Jordanian politician

Mohammad Enad Al-Fayez (محمد عناد الفايز) (born 18 March 1968 in Amman) is a Jordanian politician and former member of the Jordanian Parliament who was dismissed from parliament following his message to Prince Mohammed Bin Salman that requested that he suspend aid to Jordan until more anti-corruption measures were in place.

== Early life ==
Al-Fayez was born in Amman in 1968 to Sheikh Enad Mohammad Al-Fayez and Sheikha Sultana Bint Mithqal Al-Fayez. His maternal grandfather is Mithqal Pasha Al-Fayez. He is a cousin of former Jordanian Prime Minister Faisal Al-Fayez. He earned a degree in political science from the University of Jordan and completed his master's degree in International Relations in the U.K.

== Career ==
In 2020 Al-Fayez became an MP on 10 December 2020. He lost a race against Abdulmunim Ouddat for the position of Speaker of the Lower House, earning 26 out of 115 votes.

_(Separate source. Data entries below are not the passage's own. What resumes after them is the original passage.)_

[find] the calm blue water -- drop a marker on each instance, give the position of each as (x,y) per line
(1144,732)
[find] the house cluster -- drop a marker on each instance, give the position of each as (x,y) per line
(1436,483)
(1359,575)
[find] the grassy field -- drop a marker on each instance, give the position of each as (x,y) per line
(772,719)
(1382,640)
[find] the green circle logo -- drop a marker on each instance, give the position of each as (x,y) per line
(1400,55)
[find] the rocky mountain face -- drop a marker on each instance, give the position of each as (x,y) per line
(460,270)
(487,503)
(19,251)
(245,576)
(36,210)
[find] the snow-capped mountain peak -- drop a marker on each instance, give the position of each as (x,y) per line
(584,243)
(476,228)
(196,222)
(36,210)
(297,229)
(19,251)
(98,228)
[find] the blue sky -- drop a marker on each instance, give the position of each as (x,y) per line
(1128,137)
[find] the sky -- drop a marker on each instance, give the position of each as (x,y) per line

In 2023, Al-Fayez urged Crown Prince of Saudi Arabia, Mohammed Bin Salman, to suspend aid to Jordan, claiming that "this aid only goes to a corrupt class that is getting richer at the expense of the proud Jordanian people". After his comments, Al-Fayez resigned his position, despite many Jordanians asking him to stay. On 18 January he was expelled from the Lower House with 92 votes out of 110 supporting this decision, officially for "disfiguring the kingdom's reputation".

Al-Fayez chose to donate his entire salary as an MP, which he was accused of "unjustly receiving financial allocations during his absence from Parliament".